-
Notifications
You must be signed in to change notification settings - Fork 3
03 Preparing the Reference Sequence
Neranjan Perera edited this page Dec 3, 2018
·
2 revisions
The GATK needs two files when accessing the reference file:
- A dictionary of the contig names and sizes
- An index file to access the reference fasta file bases
In here we are preparing these files upfront so the GATK will be able to use the FASTA file as a reference.
First run the following bwa command to create the index, given that you have reference hg19.fa file already downloaded in to the folder called hg19
hg19= < full_path_to >hg19.fa module load bwa/0.7.17 cd ../hg19/ bwa index ${hg19}
This will create the following files:
hg19/ ├── hg19.fa ├── hg19.fa.amb ├── hg19.fa.ann ├── hg19.fa.bwt ├── hg19.fa.pac └── hg19.fa.sa
Using samtools
we will create a index of the reference fasta file.

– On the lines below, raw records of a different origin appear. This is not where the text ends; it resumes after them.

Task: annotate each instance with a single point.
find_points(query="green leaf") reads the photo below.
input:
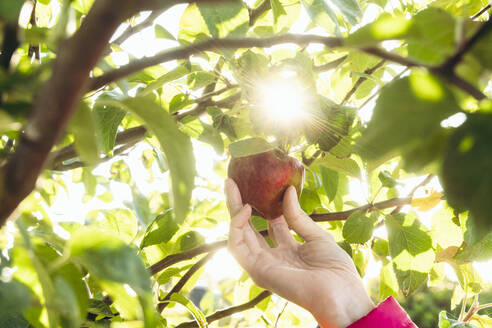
(386, 179)
(358, 228)
(161, 33)
(161, 230)
(84, 130)
(202, 20)
(479, 251)
(321, 14)
(175, 145)
(467, 169)
(410, 247)
(346, 166)
(10, 9)
(189, 240)
(107, 119)
(99, 307)
(309, 200)
(15, 297)
(330, 182)
(388, 284)
(349, 8)
(469, 278)
(407, 109)
(195, 311)
(212, 136)
(248, 147)
(432, 46)
(278, 10)
(108, 258)
(175, 74)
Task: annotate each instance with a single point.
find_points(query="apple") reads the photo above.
(263, 178)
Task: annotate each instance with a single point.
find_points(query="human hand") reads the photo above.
(317, 275)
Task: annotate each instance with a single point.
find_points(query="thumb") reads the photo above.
(298, 220)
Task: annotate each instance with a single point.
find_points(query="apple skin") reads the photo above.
(263, 178)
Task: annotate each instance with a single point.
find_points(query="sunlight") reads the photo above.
(284, 98)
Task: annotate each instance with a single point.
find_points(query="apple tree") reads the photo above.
(386, 103)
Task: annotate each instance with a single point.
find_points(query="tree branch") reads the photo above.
(58, 97)
(318, 217)
(180, 284)
(136, 134)
(465, 46)
(229, 311)
(183, 256)
(330, 65)
(256, 13)
(211, 44)
(361, 80)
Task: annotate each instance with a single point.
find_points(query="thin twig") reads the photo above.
(229, 311)
(361, 80)
(318, 217)
(427, 179)
(465, 46)
(183, 256)
(256, 13)
(330, 65)
(280, 314)
(180, 284)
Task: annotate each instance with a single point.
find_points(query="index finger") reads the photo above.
(233, 196)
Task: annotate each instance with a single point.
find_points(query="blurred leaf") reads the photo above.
(386, 179)
(346, 166)
(321, 14)
(349, 8)
(161, 33)
(212, 136)
(195, 311)
(410, 247)
(200, 79)
(120, 172)
(388, 284)
(309, 200)
(202, 20)
(406, 109)
(469, 278)
(161, 230)
(189, 240)
(248, 147)
(83, 127)
(108, 118)
(358, 228)
(466, 170)
(175, 74)
(15, 298)
(432, 46)
(175, 145)
(10, 9)
(99, 307)
(109, 258)
(427, 203)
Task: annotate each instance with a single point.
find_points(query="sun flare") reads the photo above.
(284, 98)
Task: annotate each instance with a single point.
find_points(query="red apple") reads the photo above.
(263, 178)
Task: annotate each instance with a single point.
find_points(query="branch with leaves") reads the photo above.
(318, 217)
(229, 311)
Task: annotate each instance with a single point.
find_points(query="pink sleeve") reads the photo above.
(387, 314)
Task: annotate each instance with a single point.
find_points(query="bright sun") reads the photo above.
(283, 97)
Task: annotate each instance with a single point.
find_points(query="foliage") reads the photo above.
(392, 92)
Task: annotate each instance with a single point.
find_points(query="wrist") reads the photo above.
(343, 309)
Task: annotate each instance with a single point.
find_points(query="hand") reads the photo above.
(317, 275)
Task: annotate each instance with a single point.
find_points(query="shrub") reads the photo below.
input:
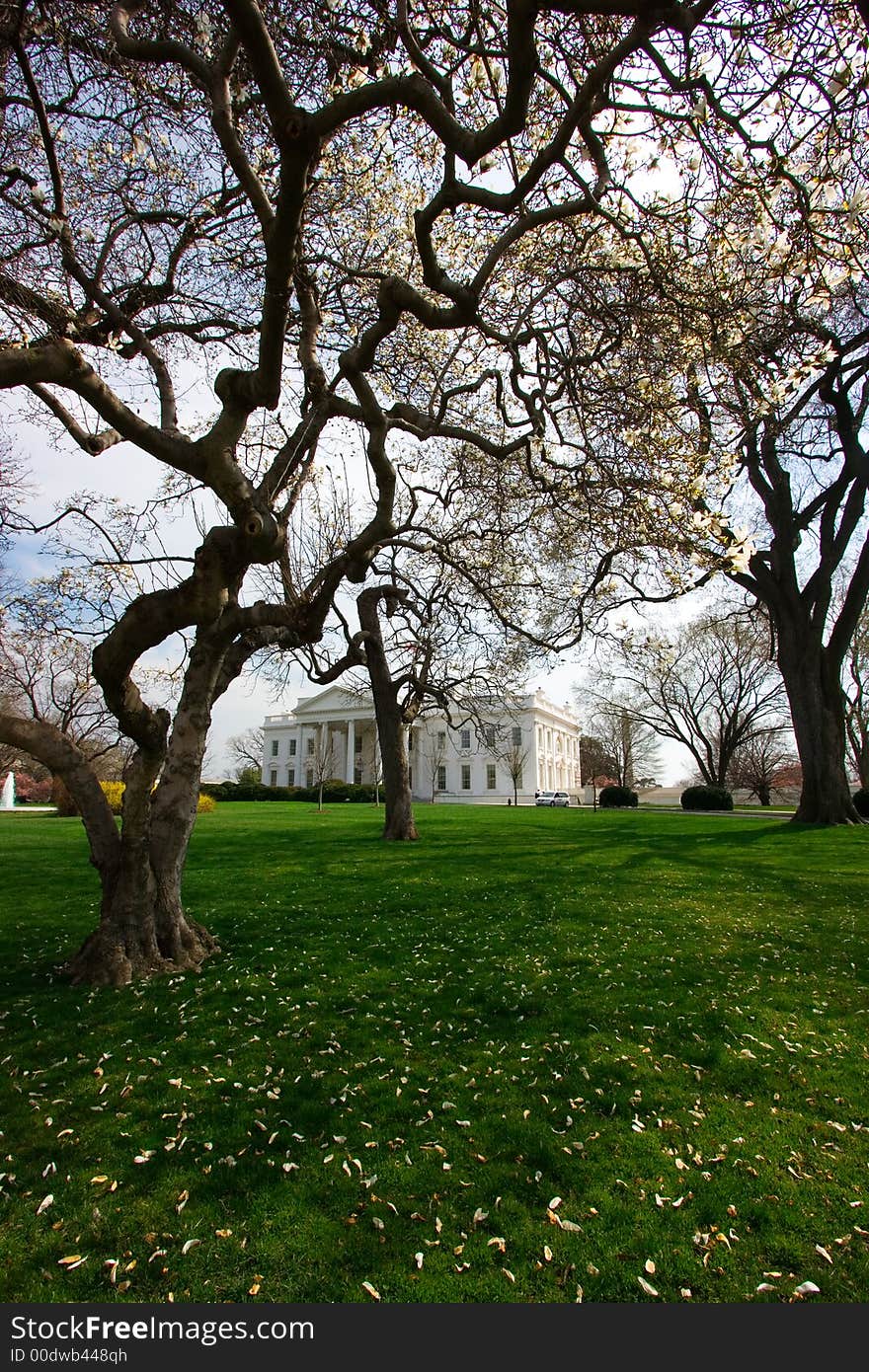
(621, 798)
(333, 791)
(707, 798)
(113, 791)
(31, 792)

module load samtools/1.7 samtools faidx ${hg19}
This will create:
hg19/ └── hg19.fa.fai
It will consist of one record per line for each of the contigs in the fasta file. Where each record is composed of
- contig name
- size
- location
- bases per lane
- bytes per lane
Use the picard tools to create the dictionary by the following command:
module load picard/2.9.2 export _JAVA_OPTIONS=-Djava.io.tmpdir=/scratch java -jar $PICARD CreateSequenceDictionary \ REFERENCE=${hg19} \ OUTPUT=hg19.dict \ CREATE_INDEX=True
This will create:
hg19/ └── hg19.dict
This is formated like a SAM file header and when running GATK it automatically looks for these files.